Peter took out the telephone book and looked for a residential number for Larry. He didn’t find one.

What does he do? After all these years? Cruise the docks? Or is that scene dead now? Does he stop at touching? If I’d let him go on, would Larry have stopped at that?

He should have had the sitter come.
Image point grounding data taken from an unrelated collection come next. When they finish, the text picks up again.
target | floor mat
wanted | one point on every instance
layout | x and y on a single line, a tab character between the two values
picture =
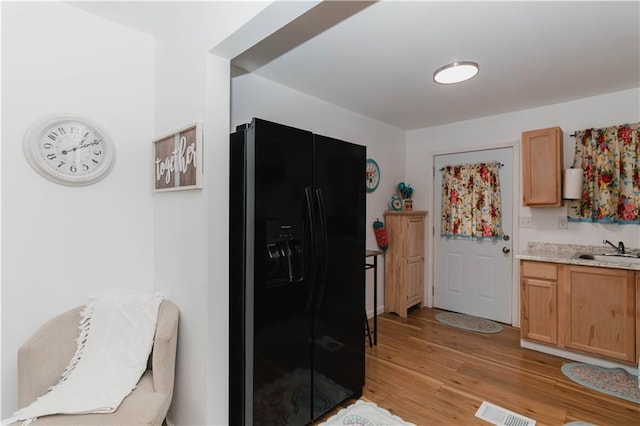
468	322
612	381
364	413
He felt restless. It was still early, only ten, and he was stuck at home with Byron. What was the point of that? Byron was asleep, for God’s sakes. I could have stayed at Nickleby, could have called Rachel. Haven’t seen her in a long time.

He dialed Rachel’s number and got her machine. “Just Peter,” he said after the beep, and hung up.

“Daddy!” Byron called at midnight. “Daddy, I peed in my bed!” he shouted, panic in his voice.

What a disgusting mess. Byron’s underpants were glued by urine to his skin, the pants probably ruined from the extent of the saturation. And Byron wailed throughout as if he were the victim. No wonder it makes Diane crazy, Peter thought. But Diane had wanted him. She has no right to complain. Peter didn’t bother to change the sheets. He covered them with towels and put Byron back in.